Healthcare needs its own forum. HLTH is my third industry-building initiative designed from the ground up around the technologies and trends that are completely reshaping how the ‘hard’ conversations take place and how actionable solutions are shared. Key to our approach is the inclusion of representatives from across the healthcare continuum that are providing tech-enabled services to drive efficiencies and better health outcomes. In attendance will be key players, including providers, employers, policy makers, disruptive startups, established vendors, and leading investors. None of the companies—whether startups or established players—bringing these disruptive innovations to market have achieved their full potential. But the implications of their business models and the relentlessness of their teams mean that they will increasingly define the future of healthcare.

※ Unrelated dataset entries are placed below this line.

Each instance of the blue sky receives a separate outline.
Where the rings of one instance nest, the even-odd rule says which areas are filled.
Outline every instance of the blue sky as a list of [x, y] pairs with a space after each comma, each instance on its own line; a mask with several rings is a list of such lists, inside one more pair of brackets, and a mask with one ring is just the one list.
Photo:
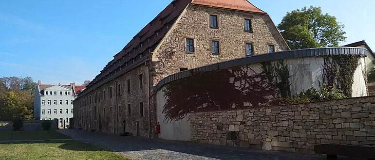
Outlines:
[[[0, 77], [81, 84], [171, 0], [0, 0]], [[375, 50], [375, 0], [250, 0], [276, 25], [287, 12], [313, 5], [345, 25], [346, 42]]]

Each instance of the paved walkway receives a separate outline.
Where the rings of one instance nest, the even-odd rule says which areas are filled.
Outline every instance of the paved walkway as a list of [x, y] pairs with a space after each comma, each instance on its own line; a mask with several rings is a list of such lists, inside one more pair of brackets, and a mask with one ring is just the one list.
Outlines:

I founded HLTH with Anil Aggarwal to be a multi-year journey for everyone in healthcare, to track and talk about disruptive innovation, starting with the market as it exists today. Our premise is simple: we can envision much of what the future will be by focusing on the innovators of today and following defining developments over time. We used the same strategy with Money20/20 for the evolution of payments and financial services, and with ShopTalk for the evolution of digital commerce. Both Money20/20 and ShopTalk became the world’s most important and influential events, in their respective industries. We expect the same degree of success for HLTH.

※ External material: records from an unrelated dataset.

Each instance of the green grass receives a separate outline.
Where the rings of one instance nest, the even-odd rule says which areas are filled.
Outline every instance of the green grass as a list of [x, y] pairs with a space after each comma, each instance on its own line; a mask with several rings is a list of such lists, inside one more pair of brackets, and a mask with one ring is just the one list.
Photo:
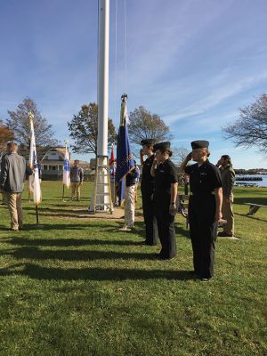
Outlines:
[[[185, 221], [176, 218], [178, 255], [158, 261], [142, 247], [143, 222], [85, 218], [43, 182], [42, 229], [24, 194], [25, 230], [9, 231], [0, 206], [0, 355], [266, 354], [267, 189], [236, 190], [236, 234], [216, 243], [215, 277], [192, 279]], [[69, 195], [69, 191], [68, 191]], [[137, 206], [140, 215], [140, 199]]]

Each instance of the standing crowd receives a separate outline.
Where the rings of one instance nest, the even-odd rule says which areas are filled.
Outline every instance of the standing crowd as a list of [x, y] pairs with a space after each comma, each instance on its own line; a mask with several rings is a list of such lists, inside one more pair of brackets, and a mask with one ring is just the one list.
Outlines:
[[[177, 212], [178, 174], [171, 160], [170, 142], [155, 143], [153, 139], [146, 139], [141, 143], [141, 191], [146, 233], [143, 245], [157, 245], [159, 239], [161, 250], [158, 257], [172, 259], [176, 255], [174, 217]], [[191, 149], [180, 168], [186, 174], [187, 185], [189, 178], [190, 185], [188, 214], [193, 252], [192, 273], [207, 281], [214, 276], [216, 237], [234, 236], [232, 190], [235, 173], [228, 155], [222, 156], [216, 166], [209, 161], [207, 141], [194, 141]], [[0, 191], [4, 194], [10, 212], [11, 230], [16, 231], [23, 228], [23, 182], [27, 175], [32, 174], [25, 158], [17, 151], [15, 143], [8, 143], [6, 154], [2, 158], [0, 173]], [[195, 164], [190, 164], [191, 160]], [[72, 200], [80, 199], [80, 186], [84, 182], [83, 169], [78, 165], [79, 161], [75, 160], [70, 169]], [[111, 180], [114, 178], [112, 174]], [[125, 177], [125, 231], [131, 231], [134, 224], [138, 180], [139, 168], [135, 163]], [[112, 198], [117, 205], [115, 190]], [[223, 231], [217, 233], [220, 223], [222, 223]]]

Like many startups, we’ve raised $5MM in venture capital, built an incredible team that includes former Gartner Healthcare Analyst, Constance Sjoquist, and are focused everyday on building a business that serves as a catalyst for the industry – with the ultimate goal of driving cost reductions across the healthcare ecosystem, and at the same time improving quality of care. We will uncover all of the technologies, trends and companies in healthcare – as well as those from other verticals seeking to enter healthcare – with an intellectual rigor that allows us to piece the industry together and the entire ecosystem to better understand disruptive innovations and their widespread implications.

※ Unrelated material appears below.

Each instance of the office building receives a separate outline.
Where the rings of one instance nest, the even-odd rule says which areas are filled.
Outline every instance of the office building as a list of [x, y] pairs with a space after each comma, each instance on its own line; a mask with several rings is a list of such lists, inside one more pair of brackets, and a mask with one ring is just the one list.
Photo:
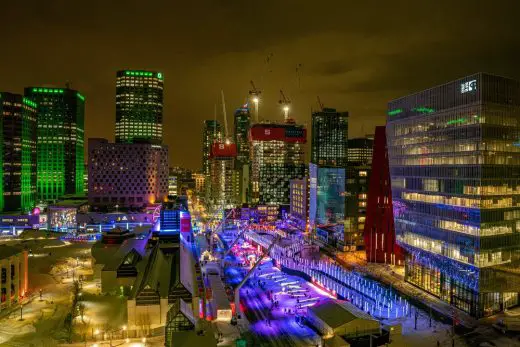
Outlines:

I’m thrilled to be part of a team that has not only deep experience in all key areas but also an unmatched passion to deliver something extraordinarily valuable to the industry. We’ve been working hard in stealth for many months with an incredible external support infrastructure that’s allowed us to not only articulate an entirely new thesis for healthcare, but also confirm dozens of CEOs as speakers and put us on the path to creating a unique experience.
The inaugural HLTH event will be held May 6-9, 2018 at the Aria in Las Vegas with more than 2,000 attendees and hundreds of CEOs. Given how quickly innovation catches on, we expect HLTH to take center stage and become a stimulus for the development and growth of the ecosystem from the very first event. We welcome you to join the HLTH journey as attendees, speakers, sponsors and/or exhibitors.